Maryland has averaged the fewest turnovers and the best turnover margin in the Turgeon era — even with last night’s performance. The Terps are also playing at a faster tempo than any other year Turgeon has held the reins, and this group seems to have an added toughness and physicality to it, which has helped both defensively and on the offensive glass.
Turgeon has also shown a propensity to mix up the game plan when things aren’t working — he’s often rotated multiple defensive schemes in a single game to throw the opponent off-balance, and he’s not afraid to bench established players who aren’t performing well in a game.
The Terps have shown what they’re capable of when things click from start to finish. That was perfectly evident in the win over Marquette, an 84-63 bashing to claim the Orlando Invitational championship.
In that game, Maryland had a double digit lead just over 10 minutes into the first half, and it wasn’t by accident. The team shot well in all three phases, had a strong edge on the glass, passed the ball effectively and limited turnovers. Darryl Morsell and the defense also held Markus Howard — the nation’s leading scorer entering play — to just six points on 1-of-12 shooting.
The Terps will have until Dec. 19, when they’ll go back on the road to face a talented — but injured — Seton Hall team, to figure out a way back to playing like that.
The loss to Penn State was certainly revealing. It’s now clear the Terps aren’t infallible, and more defeats are likely to come as the year rolls on.
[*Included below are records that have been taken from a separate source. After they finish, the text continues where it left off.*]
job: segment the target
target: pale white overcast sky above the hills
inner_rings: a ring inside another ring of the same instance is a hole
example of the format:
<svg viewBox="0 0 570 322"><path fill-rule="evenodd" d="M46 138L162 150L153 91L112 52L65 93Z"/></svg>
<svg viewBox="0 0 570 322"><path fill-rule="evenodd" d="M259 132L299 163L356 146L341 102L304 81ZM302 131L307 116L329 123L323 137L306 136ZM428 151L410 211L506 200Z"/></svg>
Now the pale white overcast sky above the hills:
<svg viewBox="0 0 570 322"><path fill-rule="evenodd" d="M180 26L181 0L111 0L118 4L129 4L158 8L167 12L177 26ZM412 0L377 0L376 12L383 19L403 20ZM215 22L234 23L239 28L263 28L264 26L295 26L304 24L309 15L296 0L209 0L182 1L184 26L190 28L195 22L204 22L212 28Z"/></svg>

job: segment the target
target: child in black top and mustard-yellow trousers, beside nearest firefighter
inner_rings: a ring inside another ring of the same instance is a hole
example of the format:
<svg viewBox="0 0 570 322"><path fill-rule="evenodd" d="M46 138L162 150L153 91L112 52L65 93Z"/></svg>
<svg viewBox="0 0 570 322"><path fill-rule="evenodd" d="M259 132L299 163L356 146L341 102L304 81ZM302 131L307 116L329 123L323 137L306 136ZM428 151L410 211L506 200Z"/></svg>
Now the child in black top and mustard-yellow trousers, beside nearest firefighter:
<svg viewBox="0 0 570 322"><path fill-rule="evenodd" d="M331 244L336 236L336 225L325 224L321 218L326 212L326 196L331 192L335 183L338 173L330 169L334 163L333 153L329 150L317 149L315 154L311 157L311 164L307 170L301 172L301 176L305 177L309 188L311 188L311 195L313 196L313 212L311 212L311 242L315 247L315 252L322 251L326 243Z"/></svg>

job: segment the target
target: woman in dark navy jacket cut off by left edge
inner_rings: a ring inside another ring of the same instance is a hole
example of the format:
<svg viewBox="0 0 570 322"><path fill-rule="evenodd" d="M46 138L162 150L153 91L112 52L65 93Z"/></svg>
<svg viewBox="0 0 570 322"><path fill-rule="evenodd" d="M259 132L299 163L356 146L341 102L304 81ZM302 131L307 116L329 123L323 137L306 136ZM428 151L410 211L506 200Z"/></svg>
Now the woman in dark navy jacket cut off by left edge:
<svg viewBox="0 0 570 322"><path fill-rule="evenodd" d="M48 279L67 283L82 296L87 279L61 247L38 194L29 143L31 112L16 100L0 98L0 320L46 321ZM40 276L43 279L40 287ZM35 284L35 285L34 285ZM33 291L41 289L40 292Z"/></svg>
But the same could be said for every team in the country, and how Maryland responds to this game matters a lot more than what’s happened so far this year.
“We’re still a really young team. We just got to get back to the books, just get ready to practice whenever we start again,” Cowan said, adding that a loss like this could refocus the team. “It’s still a young season. It’s only the first game we’ve lost. We can’t let it linger — we just gotta just take care of our mistakes now.”